En un mundo ucrónico, los bomberos han de modificar sus funciones tradicionales por la aparición de un material incombustible que impide los incendios. Su nueva tarea será la quema de libros. Uno de ellos, Guy Montag, convive con su esposa Mildred, adicta a la televisión y marcadamente superficial. Su plácida y rutinaria vida se ve alterada cuando entabla una relación con Clarisse McClellan, profesora que contraviene las normas y asume la lectura como una necesidad. A partir de ese momento, Montag empieza a cuestionarse el sentido de la libertad y de su propia existencia.
Esta sensación se agudiza cuando días más tarde contempla atónito como una bibliotecaria es capaz de inmolarse junto a sus libros. Su perplejidad y asombro le conducen a robar uno de sus libros, situación que se repetirá en diversas intervenciones más.
Mientras tanto, Clarisse muere atropellada por un coche. El capitán Beatty, su superior, sospecha del cambio de actitud y decide intervenir. En una conversación le señala la superioridad de la sociedad actual, unificadora e integrista, frente a la anterior, sustentada en la libertad de opinión y el pluralismo. Pese a ello, Montag decide contactar con Faber, un profesor retirado que había conocido un año antes y con el que había compartido conversaciones sobre el valor de las ideas.

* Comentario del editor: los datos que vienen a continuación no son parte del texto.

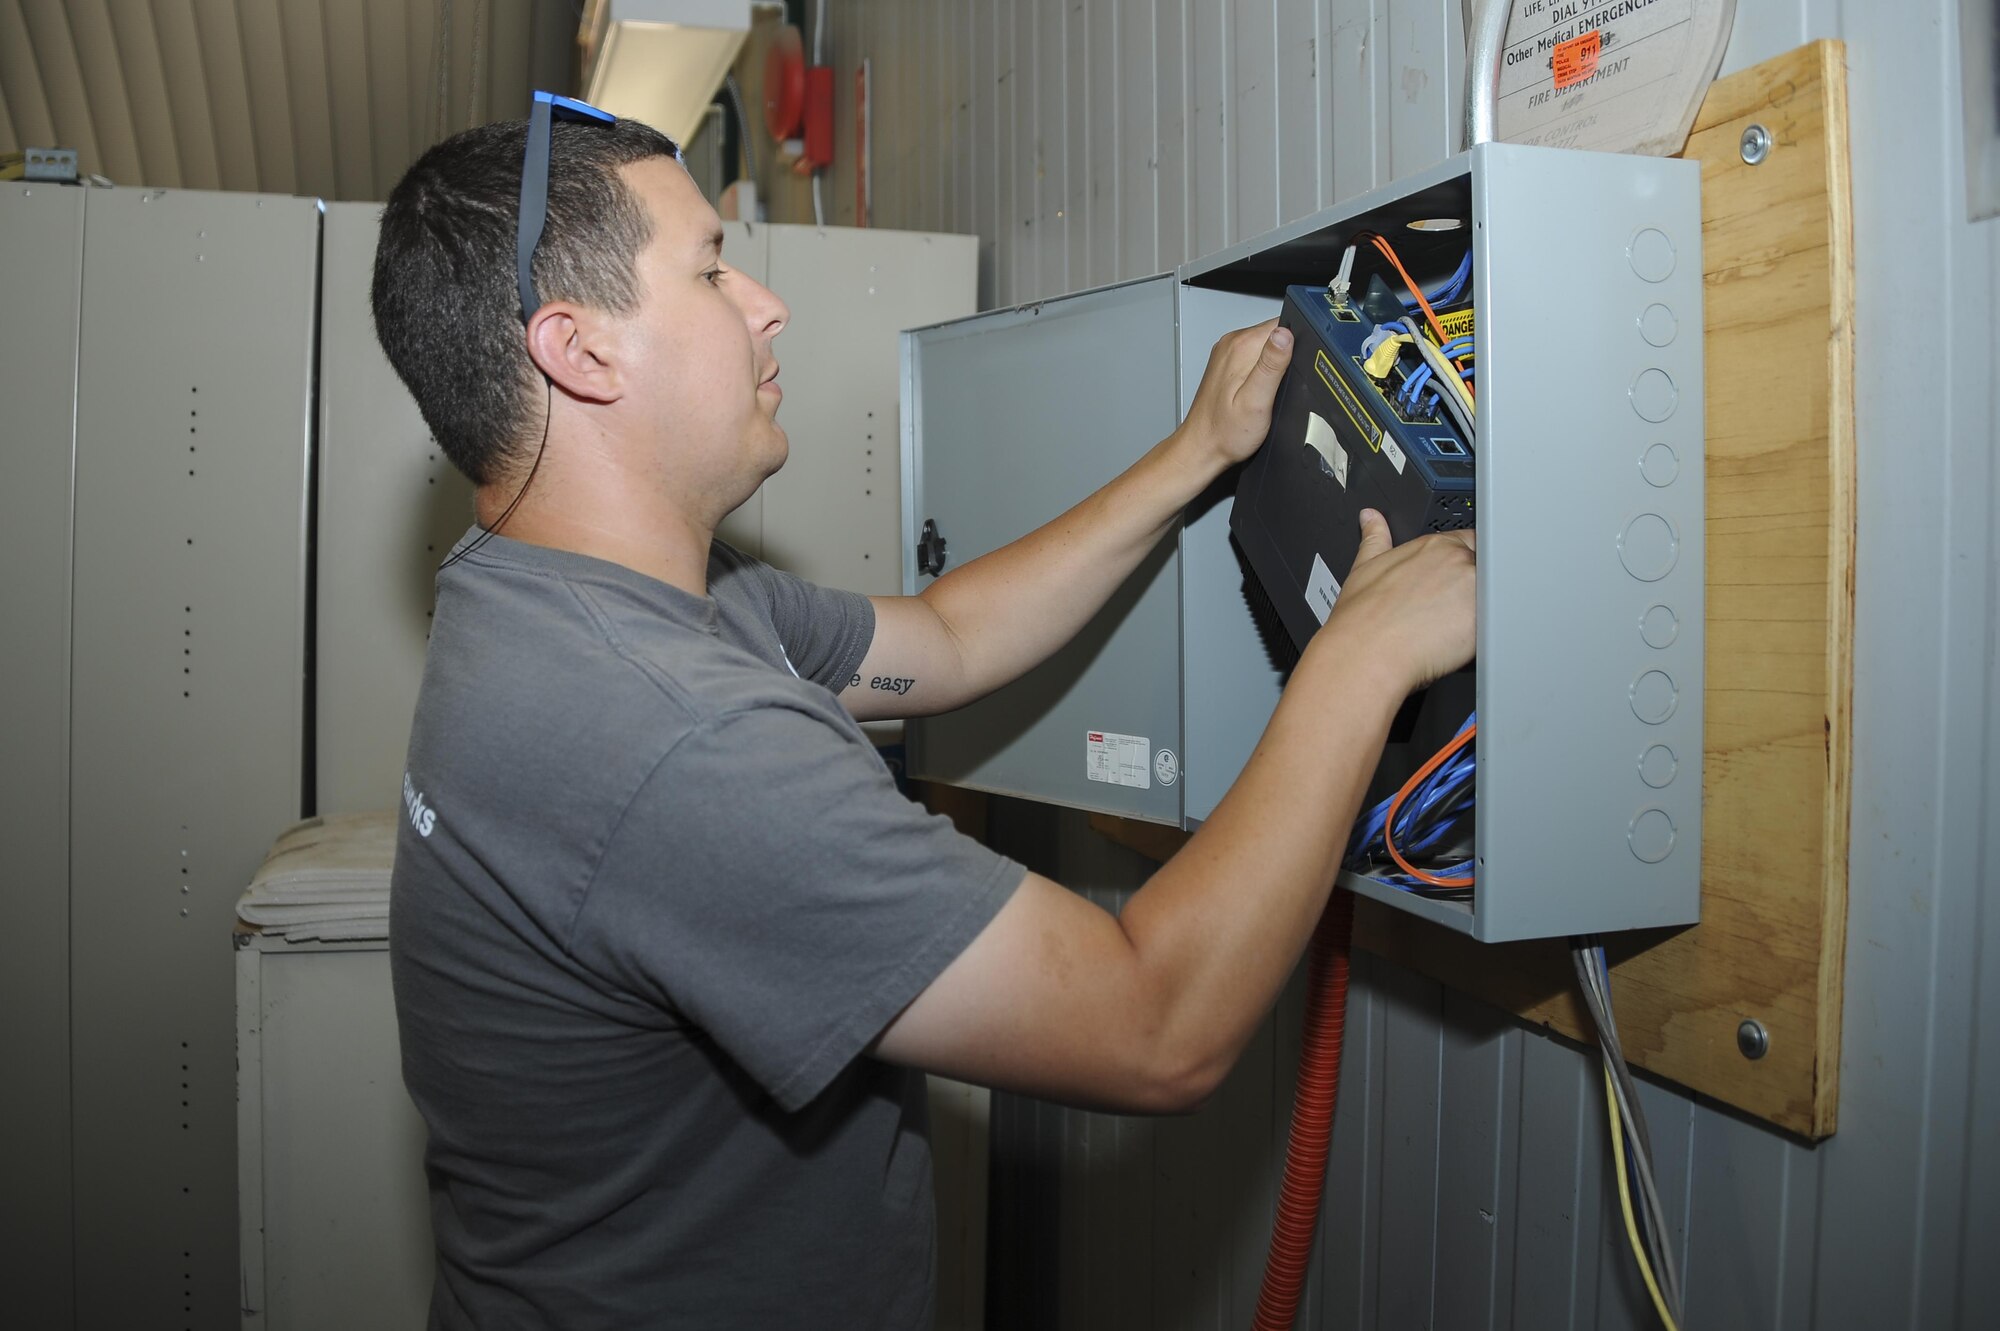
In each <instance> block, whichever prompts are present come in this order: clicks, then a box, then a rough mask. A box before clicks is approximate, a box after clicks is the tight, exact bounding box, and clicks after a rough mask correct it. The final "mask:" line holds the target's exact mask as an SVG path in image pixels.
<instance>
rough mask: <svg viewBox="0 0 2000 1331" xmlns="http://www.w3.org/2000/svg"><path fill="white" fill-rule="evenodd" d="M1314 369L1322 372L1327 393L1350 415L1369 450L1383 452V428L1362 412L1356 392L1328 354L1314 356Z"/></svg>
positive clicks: (1343, 410) (1348, 415)
mask: <svg viewBox="0 0 2000 1331" xmlns="http://www.w3.org/2000/svg"><path fill="white" fill-rule="evenodd" d="M1312 368H1314V370H1318V372H1320V382H1322V384H1326V392H1330V394H1332V396H1334V402H1338V404H1340V410H1342V412H1346V414H1348V420H1350V422H1354V428H1356V430H1358V432H1360V436H1362V440H1366V444H1368V448H1372V450H1376V452H1382V446H1380V442H1378V440H1380V438H1382V426H1378V424H1374V418H1372V416H1370V414H1368V412H1366V410H1362V404H1360V400H1358V398H1356V396H1354V390H1352V388H1348V384H1346V380H1342V378H1340V372H1338V370H1334V362H1332V360H1330V358H1328V356H1326V352H1314V354H1312Z"/></svg>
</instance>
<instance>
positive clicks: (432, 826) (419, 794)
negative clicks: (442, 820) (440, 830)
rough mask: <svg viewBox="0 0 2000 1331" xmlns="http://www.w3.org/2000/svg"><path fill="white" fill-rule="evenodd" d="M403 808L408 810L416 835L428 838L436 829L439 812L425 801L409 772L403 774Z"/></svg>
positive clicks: (423, 794) (423, 792)
mask: <svg viewBox="0 0 2000 1331" xmlns="http://www.w3.org/2000/svg"><path fill="white" fill-rule="evenodd" d="M402 807H404V809H408V813H410V825H412V827H416V835H420V837H428V835H430V833H432V831H434V829H436V825H438V811H436V809H434V807H430V805H428V803H426V801H424V791H420V789H416V783H412V781H410V773H408V771H404V773H402Z"/></svg>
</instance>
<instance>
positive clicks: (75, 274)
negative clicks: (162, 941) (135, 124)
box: [0, 184, 84, 1327]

Hastiado de la inacción de su esposa pese a la inminencia de una guerra atómica, narcotizada por fármacos y la constante emisión televisiva, Montag comienza a exponerle sus ideas sobre la política y la sociedad. El temor a posibles represalias impulsa a Mildred a delatar a su marido, quien atónito contempla como la siguiente misión es quemar su propia casa. Tras verla arder, el capitán Beatty le comunica que tanto él como su interlocutor van a ser arrestados. Montag reacciona quemando vivo al propio capitán con su lanzallamas, y emprende la huida primero a casa de Faber y luego, por consejo de éste, hacia el río, no sin antes observar como todos los televisores están trasmitiendo en directo todo lo que acontece.
Montag consigue su objetivo, y tras alejarse de la ciudad encuentra a un grupo de antiguos profesores también exiliados. Todos ellos han memorizado un texto con el objetivo de asegurar la transmisión del conocimiento. La ciudad es asolada por un terrible bombardeo al que sólo sobreviven Montag y el reducido grupo de intelectuales que van a acometer la reconstrucción de una nueva sociedad.
Con fidelidad al poderoso universo creado por Ray Bradbury, Truffaut recrea una distopía absorbente en la que el poder evita cualquier pensamiento crítico normalizando la quema de libros. Un bibliocausto legal y quirúrgico, dirigido a consolidar el totalitarismo homogenizador, sustentado además por el anestesiante papel de la televisión. Con una enorme sutileza, se desliza la identificación de la idea de libertad con el libro, la consideración de la lectura como una necesidad vital que incluso conduce a una de sus protagonistas, la bibliotecaria, a compartir el fatal destino de su colección.
Pero más allá de la represión, de la constante presencia del fuego purificador, subyace una apelación a la esperanza en dos vertientes. Por un lado, la apología de la lectura como elemento emancipador, representada por el personaje de Guy Montag, el aparentemente entusiasta bombero, quien, tras una de sus intervenciones, descubre que un libro le permite abrir la mente, cuestionarse su propia existencia, y descubrir el significado de la palabra “libertad”. Por otro, un poético final, con tintes apocalípticos, en el que el propio Montag se una a un grupo denominado los Hombres-libro, encargados de memorizar y transmitir obras de todo tipo para evitar su pérdida, y poder cimentar una nueva sociedad basada en la tolerancia y el desarrollo intelectual.
La cámara de Truffaut reproduce esa obsesión acompaña la trayectoria literaria Ray Bradbury, consistente en ofrecer una mirada humanística y ética de un futuro pleno de amenazas fundamentalistas, de situar al ser humano ante un espejo para que sea capaz de vislumbrar los peligros de su desnaturalización. La temperatura a la que arde el papel, esos 451 grados farenheit, son un aldabonazo, una llamada de atención ante una sociedad narcotizada y desprendidamente humana.